La machine qui exécute le code compilé est CRL qui s’occupe de JITC, du traitement des

    exceptions, de la vérification de la cohérence des types d’opérandes . La sécurité, les opération d’entré/sortie, l’exécution parallèle, l’accès aux propriétés des objets

    sont assurés par les classes du Framework base.

    Pour le traitement des données, un autre langage XML (eXtended Markup Language) est devenu très populaire . Le traitement des données et l’accès aux bases de données sont assurés par les classes Data and XML.

    Les IHM peuvent être générées avec les Window forms, tandis que les Web forms permettent de contrôler les interactions à distance . Les services WEB sont développés avec les classes des

    Web services.

    Dans le cas de JITC, les objets représentés en MSIL sont compilés en langage machine au

    moment où leur exécution est demandée . Ceci est possible si on prévoit d’utiliser toujours la

    même plate-forme (Microsoft essaye d ‘imposer une plate-forme Windows comme de facto standard) et peut avoir l’avantage que, une fois récupéré le temps de compilation, l’exécution

    des objets en langage machine est plus rapide .

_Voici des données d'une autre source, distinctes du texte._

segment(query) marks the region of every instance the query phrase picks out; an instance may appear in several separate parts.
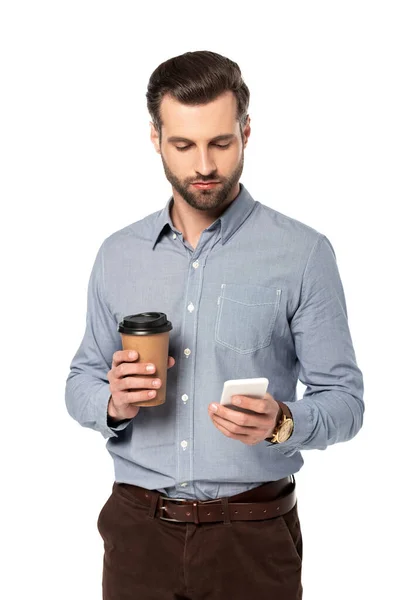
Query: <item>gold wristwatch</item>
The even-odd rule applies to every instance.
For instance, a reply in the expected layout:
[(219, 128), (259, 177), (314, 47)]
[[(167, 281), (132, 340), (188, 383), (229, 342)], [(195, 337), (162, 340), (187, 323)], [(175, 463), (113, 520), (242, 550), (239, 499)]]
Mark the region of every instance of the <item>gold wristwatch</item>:
[(292, 435), (294, 427), (292, 413), (287, 404), (279, 402), (279, 400), (276, 400), (276, 402), (281, 407), (281, 417), (272, 433), (272, 437), (265, 438), (266, 441), (271, 442), (271, 444), (281, 444), (282, 442), (286, 442)]

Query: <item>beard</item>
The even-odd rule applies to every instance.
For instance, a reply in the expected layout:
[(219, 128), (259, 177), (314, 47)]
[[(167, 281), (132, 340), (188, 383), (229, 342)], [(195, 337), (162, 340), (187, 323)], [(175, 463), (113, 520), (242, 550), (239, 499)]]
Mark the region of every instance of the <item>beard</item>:
[[(243, 172), (244, 148), (242, 149), (242, 155), (240, 157), (239, 164), (229, 177), (225, 179), (221, 179), (217, 176), (208, 177), (209, 181), (217, 180), (221, 182), (215, 188), (211, 188), (209, 190), (196, 189), (191, 185), (192, 182), (186, 183), (181, 181), (172, 173), (162, 153), (161, 160), (164, 167), (165, 177), (172, 187), (178, 192), (178, 194), (180, 194), (180, 196), (182, 196), (182, 198), (193, 208), (206, 211), (222, 206), (230, 196), (232, 190), (235, 189)], [(205, 180), (202, 181), (207, 183)]]

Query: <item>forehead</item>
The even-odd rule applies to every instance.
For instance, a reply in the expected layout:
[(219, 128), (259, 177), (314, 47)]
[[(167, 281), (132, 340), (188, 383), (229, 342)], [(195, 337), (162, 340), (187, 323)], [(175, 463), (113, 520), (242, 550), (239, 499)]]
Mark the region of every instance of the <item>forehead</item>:
[(207, 104), (195, 106), (182, 104), (166, 95), (160, 104), (163, 128), (167, 135), (191, 139), (212, 138), (221, 132), (235, 133), (238, 127), (236, 109), (236, 97), (232, 92), (226, 92)]

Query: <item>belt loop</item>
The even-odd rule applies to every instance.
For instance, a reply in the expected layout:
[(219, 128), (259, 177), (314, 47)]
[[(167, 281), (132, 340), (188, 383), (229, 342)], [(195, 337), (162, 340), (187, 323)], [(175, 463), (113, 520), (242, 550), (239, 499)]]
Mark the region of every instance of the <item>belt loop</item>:
[(223, 498), (221, 498), (221, 502), (222, 502), (222, 508), (224, 511), (224, 525), (232, 525), (230, 516), (229, 516), (229, 503), (228, 503), (228, 498), (226, 496), (224, 496)]
[(154, 519), (154, 516), (156, 514), (156, 510), (157, 510), (157, 505), (158, 505), (158, 499), (161, 496), (160, 492), (154, 492), (151, 496), (151, 501), (150, 501), (150, 508), (149, 508), (149, 512), (147, 514), (147, 518), (148, 519)]
[(200, 523), (199, 521), (199, 505), (197, 500), (195, 502), (193, 502), (193, 518), (194, 518), (194, 522), (196, 523), (196, 525), (198, 525)]

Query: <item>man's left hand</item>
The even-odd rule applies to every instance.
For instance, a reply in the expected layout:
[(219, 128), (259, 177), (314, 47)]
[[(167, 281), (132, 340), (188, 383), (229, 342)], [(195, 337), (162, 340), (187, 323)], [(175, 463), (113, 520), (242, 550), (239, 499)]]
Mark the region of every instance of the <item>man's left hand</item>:
[(208, 414), (216, 428), (224, 435), (249, 446), (254, 446), (272, 436), (281, 409), (271, 394), (264, 394), (262, 398), (232, 396), (231, 402), (240, 409), (252, 410), (256, 414), (232, 410), (216, 402), (213, 404), (217, 410), (213, 411), (212, 404), (209, 404)]

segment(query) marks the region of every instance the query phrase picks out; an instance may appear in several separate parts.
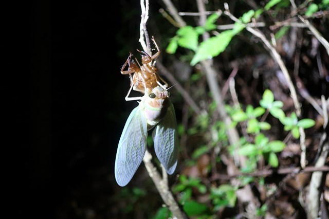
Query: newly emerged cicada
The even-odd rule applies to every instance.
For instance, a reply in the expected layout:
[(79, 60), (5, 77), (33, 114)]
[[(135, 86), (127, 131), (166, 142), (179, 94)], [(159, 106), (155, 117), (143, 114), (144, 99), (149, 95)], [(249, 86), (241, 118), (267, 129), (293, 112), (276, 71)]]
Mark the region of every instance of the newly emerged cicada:
[(131, 98), (140, 102), (128, 117), (119, 141), (115, 175), (119, 186), (126, 185), (139, 167), (145, 153), (148, 131), (152, 129), (157, 158), (169, 174), (175, 171), (178, 153), (177, 122), (170, 96), (167, 89), (158, 86), (151, 93), (145, 92), (143, 97)]

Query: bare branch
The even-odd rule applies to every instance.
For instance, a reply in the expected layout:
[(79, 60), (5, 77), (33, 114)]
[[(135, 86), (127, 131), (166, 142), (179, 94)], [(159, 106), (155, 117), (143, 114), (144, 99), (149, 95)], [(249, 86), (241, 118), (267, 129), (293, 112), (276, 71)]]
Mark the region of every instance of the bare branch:
[(143, 161), (149, 175), (153, 180), (162, 200), (168, 206), (173, 215), (177, 218), (187, 218), (187, 216), (182, 211), (180, 210), (178, 204), (168, 187), (168, 175), (166, 170), (163, 171), (164, 168), (162, 168), (162, 177), (161, 178), (156, 168), (152, 163), (151, 161), (152, 158), (152, 156), (147, 150)]

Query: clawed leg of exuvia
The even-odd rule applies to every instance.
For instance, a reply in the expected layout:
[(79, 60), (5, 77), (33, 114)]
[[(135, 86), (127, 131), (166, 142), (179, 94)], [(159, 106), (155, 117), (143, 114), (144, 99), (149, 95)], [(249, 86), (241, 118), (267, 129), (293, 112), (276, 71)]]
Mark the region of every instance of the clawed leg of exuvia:
[(168, 87), (168, 83), (167, 83), (167, 82), (164, 81), (164, 80), (163, 80), (163, 78), (162, 78), (160, 76), (158, 76), (158, 77), (160, 80), (161, 80), (162, 81), (162, 82), (164, 83), (164, 85), (161, 84), (161, 83), (160, 83), (160, 82), (157, 80), (156, 81), (157, 84), (158, 84), (159, 86), (162, 87), (164, 90), (167, 90), (167, 88)]

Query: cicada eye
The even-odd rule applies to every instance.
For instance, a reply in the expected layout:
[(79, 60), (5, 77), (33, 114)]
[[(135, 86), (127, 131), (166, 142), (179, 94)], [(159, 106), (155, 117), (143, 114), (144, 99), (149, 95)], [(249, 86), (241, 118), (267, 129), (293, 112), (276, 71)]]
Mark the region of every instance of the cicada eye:
[(151, 94), (150, 94), (150, 95), (149, 95), (149, 97), (150, 97), (151, 99), (153, 99), (155, 97), (155, 94), (153, 93), (151, 93)]

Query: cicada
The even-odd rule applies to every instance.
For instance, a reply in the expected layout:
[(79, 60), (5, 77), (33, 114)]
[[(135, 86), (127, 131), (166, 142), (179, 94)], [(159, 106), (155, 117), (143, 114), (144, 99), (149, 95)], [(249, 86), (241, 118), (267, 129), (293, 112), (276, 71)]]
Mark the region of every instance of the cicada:
[(139, 167), (146, 151), (148, 132), (152, 129), (155, 154), (167, 172), (174, 173), (177, 163), (178, 140), (170, 96), (170, 93), (160, 86), (151, 93), (145, 92), (128, 117), (115, 159), (115, 178), (119, 186), (126, 185)]

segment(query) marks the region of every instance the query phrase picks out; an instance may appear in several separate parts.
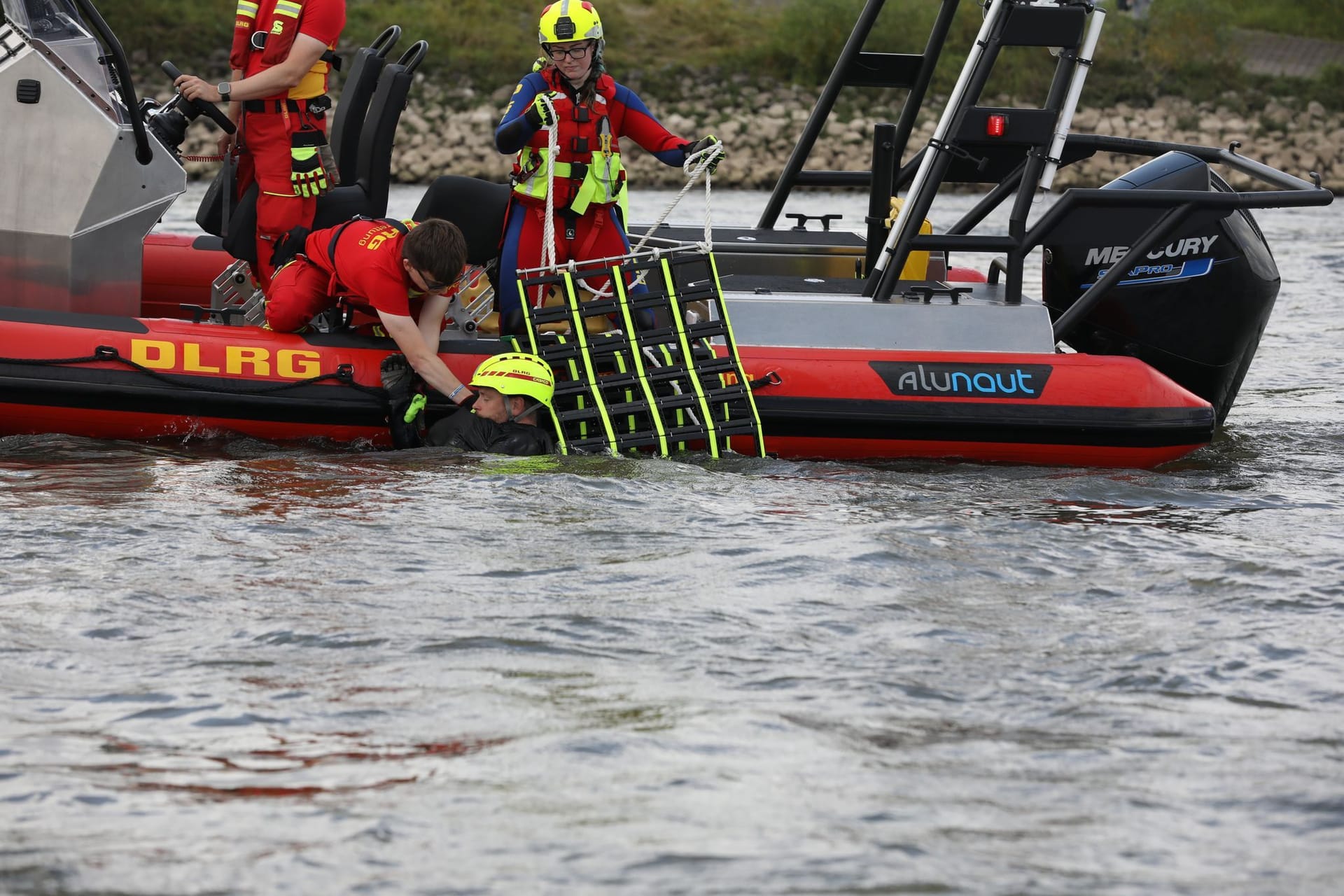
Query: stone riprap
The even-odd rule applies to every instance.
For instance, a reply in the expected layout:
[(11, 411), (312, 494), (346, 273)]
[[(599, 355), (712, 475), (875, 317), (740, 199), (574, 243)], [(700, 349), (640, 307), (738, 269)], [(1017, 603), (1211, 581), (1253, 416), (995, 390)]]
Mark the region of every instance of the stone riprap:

    On appelle les environnement de programmation, qui offrent aussi des groupes de classes

    utilisées en exécution, des Enterprises . On a donc la .NET Enterprise et la Java 2 Environment Enterprise (J2EE) . Les Enterprises contiennent des groupes de classes pour des opérations

    fréquentes ; Les fonctions de ces classes sont souvent les mêmes dans .NET et J2EE .Pour cette raison, il suffit de les voir dans une Enterprise même si passer à l’autre Enterprise nécessite souvent un effort non négligeable pour comprendre comment les même concepts sont

    implémentés avec une autre syntaxe .

    Comme J2EE est actuellement plus homogène que .NET grâce à l’utilisation du même langage

    pour tous les composants ou suivra principalement sa structure pour introduire des concepts de

    programmation internet, mais on fera des remarques pour montrer des liens avec .NET .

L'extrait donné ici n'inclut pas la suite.